Formgebung eines Kompromisses

Der jüngste Entwurf für ein Holocaust-Mahnmal in Berlin hat gute Realisierungschancen. Der Architekt Peter Eisenman stellt am Donnerstag sein Modell in Bonn vor  ■ Von Harry Nutt

Berlin (taz) – Weniger Betonstelen, dafür aber eine Million hinter einer Glaswand sichtbare Bücher zum Thema Holocaust haben die Chancen auf Realisierung eines Mahnmals für die ermordeten Juden Europas in Berlin erheblich verbessert. Der New Yorker Architekt Peter Eisenman wird sein zweites überarbeitetes Modell (siehe Foto) morgen in Bonn der Öffentlichkeit vorstellen.

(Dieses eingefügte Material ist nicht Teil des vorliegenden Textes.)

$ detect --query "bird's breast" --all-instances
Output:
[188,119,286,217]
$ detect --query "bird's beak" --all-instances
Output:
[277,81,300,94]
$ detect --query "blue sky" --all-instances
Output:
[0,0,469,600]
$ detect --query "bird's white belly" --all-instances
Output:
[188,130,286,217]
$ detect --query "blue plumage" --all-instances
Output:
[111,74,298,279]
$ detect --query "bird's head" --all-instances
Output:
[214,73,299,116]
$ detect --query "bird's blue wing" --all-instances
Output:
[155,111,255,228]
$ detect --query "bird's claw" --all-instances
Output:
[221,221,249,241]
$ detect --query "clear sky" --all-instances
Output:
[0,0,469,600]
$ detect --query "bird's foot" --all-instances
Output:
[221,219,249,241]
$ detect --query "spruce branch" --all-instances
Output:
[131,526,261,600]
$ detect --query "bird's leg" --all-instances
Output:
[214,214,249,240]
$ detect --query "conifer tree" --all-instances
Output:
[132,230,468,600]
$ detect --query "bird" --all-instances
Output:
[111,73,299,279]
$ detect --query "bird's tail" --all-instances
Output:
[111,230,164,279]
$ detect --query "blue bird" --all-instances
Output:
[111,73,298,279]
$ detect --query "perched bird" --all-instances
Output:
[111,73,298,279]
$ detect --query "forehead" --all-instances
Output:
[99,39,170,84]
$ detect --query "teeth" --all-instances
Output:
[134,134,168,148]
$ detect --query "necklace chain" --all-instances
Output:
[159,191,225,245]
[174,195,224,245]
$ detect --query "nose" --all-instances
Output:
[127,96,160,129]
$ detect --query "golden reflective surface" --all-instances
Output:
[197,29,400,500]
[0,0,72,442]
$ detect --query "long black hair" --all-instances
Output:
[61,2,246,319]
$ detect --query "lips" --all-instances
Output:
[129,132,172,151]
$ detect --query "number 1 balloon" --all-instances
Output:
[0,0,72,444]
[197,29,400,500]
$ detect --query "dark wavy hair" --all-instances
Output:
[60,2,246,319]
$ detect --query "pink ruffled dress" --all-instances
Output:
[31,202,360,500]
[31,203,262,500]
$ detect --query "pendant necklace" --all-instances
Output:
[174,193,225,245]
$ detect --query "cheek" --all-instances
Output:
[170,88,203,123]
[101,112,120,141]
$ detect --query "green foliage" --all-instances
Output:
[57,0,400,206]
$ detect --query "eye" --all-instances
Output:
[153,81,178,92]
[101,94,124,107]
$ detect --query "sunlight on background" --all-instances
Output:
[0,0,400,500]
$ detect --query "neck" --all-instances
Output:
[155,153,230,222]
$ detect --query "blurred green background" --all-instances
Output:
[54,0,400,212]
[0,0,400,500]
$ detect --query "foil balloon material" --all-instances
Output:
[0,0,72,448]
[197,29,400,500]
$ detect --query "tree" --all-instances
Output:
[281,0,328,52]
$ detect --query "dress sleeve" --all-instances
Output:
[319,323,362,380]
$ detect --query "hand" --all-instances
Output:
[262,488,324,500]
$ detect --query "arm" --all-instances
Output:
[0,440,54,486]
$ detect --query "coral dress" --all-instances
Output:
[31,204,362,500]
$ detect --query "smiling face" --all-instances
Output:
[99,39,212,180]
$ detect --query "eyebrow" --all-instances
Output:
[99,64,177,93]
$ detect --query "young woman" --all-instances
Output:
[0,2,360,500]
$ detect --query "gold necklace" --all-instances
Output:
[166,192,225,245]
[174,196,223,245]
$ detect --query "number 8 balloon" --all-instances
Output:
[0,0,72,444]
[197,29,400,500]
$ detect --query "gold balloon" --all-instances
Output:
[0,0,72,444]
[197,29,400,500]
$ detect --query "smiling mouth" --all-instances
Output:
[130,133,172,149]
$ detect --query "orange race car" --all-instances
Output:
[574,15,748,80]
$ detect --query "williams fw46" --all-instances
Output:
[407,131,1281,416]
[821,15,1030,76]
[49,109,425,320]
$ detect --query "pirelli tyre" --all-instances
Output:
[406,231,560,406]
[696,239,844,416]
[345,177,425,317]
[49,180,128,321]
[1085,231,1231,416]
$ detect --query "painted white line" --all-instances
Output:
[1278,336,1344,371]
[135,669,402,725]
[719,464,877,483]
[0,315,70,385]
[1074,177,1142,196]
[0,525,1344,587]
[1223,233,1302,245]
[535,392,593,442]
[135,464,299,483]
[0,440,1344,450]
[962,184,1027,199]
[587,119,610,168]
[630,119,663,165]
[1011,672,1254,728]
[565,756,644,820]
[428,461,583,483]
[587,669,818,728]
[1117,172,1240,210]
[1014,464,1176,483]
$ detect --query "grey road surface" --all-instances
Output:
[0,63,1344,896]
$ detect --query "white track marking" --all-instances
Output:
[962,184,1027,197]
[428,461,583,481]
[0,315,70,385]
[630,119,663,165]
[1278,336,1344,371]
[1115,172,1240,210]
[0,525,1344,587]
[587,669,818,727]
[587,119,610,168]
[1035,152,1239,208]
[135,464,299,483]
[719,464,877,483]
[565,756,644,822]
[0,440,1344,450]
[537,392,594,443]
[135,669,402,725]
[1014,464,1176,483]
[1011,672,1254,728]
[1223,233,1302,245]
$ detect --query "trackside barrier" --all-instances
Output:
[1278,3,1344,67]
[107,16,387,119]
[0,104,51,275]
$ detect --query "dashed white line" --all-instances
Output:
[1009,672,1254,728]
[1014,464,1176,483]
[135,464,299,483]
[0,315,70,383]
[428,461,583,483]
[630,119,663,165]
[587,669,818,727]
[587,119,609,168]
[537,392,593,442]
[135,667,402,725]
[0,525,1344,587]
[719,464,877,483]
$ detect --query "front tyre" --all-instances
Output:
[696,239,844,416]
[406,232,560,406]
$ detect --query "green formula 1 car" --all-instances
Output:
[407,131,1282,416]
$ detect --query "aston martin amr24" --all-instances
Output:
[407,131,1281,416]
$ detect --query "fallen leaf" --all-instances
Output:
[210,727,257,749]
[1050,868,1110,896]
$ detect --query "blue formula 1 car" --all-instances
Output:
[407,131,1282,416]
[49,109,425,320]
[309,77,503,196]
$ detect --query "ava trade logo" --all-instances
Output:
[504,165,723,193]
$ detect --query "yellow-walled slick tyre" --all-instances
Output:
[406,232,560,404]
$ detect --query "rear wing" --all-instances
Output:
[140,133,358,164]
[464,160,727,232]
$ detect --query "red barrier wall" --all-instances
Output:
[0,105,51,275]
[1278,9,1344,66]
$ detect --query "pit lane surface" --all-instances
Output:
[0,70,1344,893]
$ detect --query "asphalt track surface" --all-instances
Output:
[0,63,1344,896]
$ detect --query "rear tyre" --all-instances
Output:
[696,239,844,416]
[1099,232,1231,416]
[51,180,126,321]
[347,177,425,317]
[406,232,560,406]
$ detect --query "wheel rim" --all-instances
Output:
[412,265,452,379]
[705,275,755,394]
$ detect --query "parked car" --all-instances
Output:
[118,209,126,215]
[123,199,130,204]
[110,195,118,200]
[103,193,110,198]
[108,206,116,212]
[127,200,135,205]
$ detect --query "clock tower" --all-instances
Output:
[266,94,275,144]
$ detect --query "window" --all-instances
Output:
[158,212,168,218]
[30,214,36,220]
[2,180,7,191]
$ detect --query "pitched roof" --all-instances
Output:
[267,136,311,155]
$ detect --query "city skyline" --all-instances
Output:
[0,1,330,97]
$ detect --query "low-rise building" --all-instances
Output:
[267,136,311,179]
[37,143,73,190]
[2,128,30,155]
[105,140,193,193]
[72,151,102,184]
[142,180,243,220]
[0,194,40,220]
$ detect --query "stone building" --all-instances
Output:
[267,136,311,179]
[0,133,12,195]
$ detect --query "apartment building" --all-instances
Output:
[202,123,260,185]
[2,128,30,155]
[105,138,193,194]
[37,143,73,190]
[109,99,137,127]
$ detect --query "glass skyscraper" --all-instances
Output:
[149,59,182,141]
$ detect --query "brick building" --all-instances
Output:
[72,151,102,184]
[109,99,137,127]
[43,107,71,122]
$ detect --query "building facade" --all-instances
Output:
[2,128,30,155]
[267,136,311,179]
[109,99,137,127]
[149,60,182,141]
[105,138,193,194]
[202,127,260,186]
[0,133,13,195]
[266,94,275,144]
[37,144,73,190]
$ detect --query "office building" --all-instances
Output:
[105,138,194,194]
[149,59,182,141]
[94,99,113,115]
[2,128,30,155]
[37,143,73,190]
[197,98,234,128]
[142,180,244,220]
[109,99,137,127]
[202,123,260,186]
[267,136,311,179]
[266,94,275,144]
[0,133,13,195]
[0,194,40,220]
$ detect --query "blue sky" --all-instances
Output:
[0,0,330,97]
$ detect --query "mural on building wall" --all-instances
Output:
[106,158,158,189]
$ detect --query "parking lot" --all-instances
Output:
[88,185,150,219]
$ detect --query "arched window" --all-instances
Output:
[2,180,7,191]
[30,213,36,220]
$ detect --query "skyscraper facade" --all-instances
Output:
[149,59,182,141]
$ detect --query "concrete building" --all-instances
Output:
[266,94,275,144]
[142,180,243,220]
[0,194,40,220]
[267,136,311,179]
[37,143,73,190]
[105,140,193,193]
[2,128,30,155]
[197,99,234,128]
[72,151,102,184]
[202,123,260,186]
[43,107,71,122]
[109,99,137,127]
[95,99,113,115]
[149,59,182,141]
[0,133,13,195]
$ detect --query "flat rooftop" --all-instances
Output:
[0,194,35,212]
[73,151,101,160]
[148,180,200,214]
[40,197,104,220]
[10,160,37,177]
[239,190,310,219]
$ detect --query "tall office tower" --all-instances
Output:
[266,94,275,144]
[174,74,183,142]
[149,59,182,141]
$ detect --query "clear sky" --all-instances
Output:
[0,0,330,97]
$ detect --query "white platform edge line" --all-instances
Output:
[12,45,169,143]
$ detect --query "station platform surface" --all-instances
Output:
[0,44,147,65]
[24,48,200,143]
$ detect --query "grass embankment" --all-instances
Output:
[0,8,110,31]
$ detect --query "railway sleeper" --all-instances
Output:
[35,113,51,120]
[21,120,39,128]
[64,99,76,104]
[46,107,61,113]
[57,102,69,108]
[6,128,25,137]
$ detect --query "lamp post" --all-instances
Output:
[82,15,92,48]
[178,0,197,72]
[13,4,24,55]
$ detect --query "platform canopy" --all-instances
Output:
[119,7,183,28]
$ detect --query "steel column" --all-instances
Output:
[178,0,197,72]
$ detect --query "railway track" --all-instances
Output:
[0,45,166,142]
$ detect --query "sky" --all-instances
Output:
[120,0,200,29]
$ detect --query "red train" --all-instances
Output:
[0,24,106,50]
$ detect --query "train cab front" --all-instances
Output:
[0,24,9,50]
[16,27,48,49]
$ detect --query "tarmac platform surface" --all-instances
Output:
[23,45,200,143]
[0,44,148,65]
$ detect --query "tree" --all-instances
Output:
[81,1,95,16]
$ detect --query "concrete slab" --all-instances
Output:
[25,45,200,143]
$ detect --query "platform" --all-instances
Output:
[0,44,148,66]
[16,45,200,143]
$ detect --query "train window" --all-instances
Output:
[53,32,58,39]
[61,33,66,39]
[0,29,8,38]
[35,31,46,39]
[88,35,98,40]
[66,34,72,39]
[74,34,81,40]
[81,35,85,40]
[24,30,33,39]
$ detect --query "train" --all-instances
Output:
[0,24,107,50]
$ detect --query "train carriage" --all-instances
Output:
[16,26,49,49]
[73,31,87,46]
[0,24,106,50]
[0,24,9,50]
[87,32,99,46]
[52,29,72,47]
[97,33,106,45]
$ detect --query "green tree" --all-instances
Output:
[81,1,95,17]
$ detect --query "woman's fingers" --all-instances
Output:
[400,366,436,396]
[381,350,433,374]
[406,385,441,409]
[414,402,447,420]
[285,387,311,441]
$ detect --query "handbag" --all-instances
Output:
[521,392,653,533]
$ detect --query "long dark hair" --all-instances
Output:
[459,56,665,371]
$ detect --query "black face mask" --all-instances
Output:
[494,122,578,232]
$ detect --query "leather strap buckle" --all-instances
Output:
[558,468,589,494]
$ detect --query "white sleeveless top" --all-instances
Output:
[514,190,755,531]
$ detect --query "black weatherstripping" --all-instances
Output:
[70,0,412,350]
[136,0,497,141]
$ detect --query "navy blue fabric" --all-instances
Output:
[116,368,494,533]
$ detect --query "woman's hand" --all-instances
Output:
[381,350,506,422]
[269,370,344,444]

Nach den Vorschlägen des Kulturbeauftragen der Bundesregierung, Michael Naumann, hat Eisenman seinen letzten Entwurf ergänzt – um ein Museum, das sogenannte „Haus der Erinnerung“, sowie eine Bibliothek und eine Forschungsstätte. „Ich glaube“, so Naumann gestern im Sender Freies Berlin, „daß dieser neue Vorschlag alle Einwände, aber auch alle Hoffnungen von Gegnern des ursprünglichen Entwurfs aufnimmt und realisiert.“ Der neue Entwurf, den die FAZ als „Mehrzweckhalle der Betroffenheit“ bezeichnet hat, sieht eine Verkleinerung des ursprünglich geplanten Stelenfeldes um 20 Prozent vor. Kritiker hatten wiederholt die Monumentalität von Eisenmans vorangehenden Entwürfen beklagt und eine Darstellbarkeit des Holocaust prinzipiell bestritten. Der neue Entwurf ist ein kompromißbereites Potpourri, das die bisherige, über zehn Jahre dauernde Diskussion zusammenfaßt. Politisch könnte die bunte Pizzabelegung allerdings aufgehen.

Der Vorschlag ist nicht zuletzt ein Kunststück binnenpolitischer Diplomatie, die nach Startschwierigkeiten mit Fingerspitzengefühl und Stilsicherheit unter Berücksichtigung aller Entscheidergruppen zu einem absehbaren Ende geführt wurde. Bereits am vergangenen Sonntag hatten Naumann und Eisenman das Modell in der Privatwohnung von Michael Blumenthal, dem Direktor des Jüdischen Museums, unter großer Geheimniskrämerei präsentiert.

Ein Großteil der von Naumann angeregten Ergänzungen wird unterirdisch eingearbeitet. Auf dem oben abgebildeten Modell befindet sich anstelle des Stelenfeldes eine Glasplatte. Das große Gebäude im Hintergrund links stellt die geplante US-Botschaft dar. Das langgestreckte Gebäude davor, an der nördlichen Begrenzung des Grundstücks, ist die transparente „Wand der Bücher“, eine Bibliothek der Gedenkstätte aus Stahl und Glas. An die Bücherwand schließt südlich in ganzer Länge eine Glaspassage an. Zum Stelenfeld hin fällt das Gebäude stufenartig ab. Drei über 400 Quadratmeter große Kellerräume laufen unter der Erde tunnelartig in das Stelenfeld hinein. Hier sollen Ausstellungsräume entstehen.

Als Nutzer der verschiedenen Einrichtungen hat Michael Naumann wiederholt das New Yorker Leo-Baeck-Institut vorgeschlagen. Teile von Steven Spielbergs Shoah Foundation, einer Sammlung von rund 50.000 Interviews mit Holocaust-Überlebenden, könnte hier ebenso untergebracht werden wie ein Genozid-Institut, das sich der Erforschung von Völkermorden widmet. Als Nutzer des Museums war bislang das Jüdische Museum im Gespräch. Michael Blumenthal signalisierte gestern in Berlin seine Bereitschaft zur Zusammenarbeit. „Wenn man mich fragen würde, die Koordination einer Planungsgruppe zu übernehmen, bin ich dazu bereit.“

Der formale Weg zur Entscheidungsfindung wird laut SPD-Fraktionschef Peter Struck in den nächsten Wochen von Bundestagspräsident Wolfgang Thierse und vom Kulturausschuß des Bundestags unter Leitung von Elke Leonhard ausgearbeitet. Thierse plant, dem Bundestag zwei alternative Konzeptionen zur Abstimmung vorzustellen. Die Mehrkosten des neuen Entwurfs von rund 90 Millionen Mark sollen, so Struck, aus Haushaltsmitteln des Bundes aufgebracht werden. Obwohl auch Bundeskanzler Schröder dem neuen Modell zustimmt, ist laut Struck keineswegs sicher, daß das neue Eisenman/Naumann-Modell eine Mehrheit im Bundestag findet. Die Regierungskoalition werde die Abstimmung freigeben. Koalitionszwang soll es bei dieser symbolträchtigen Entscheidung nicht geben.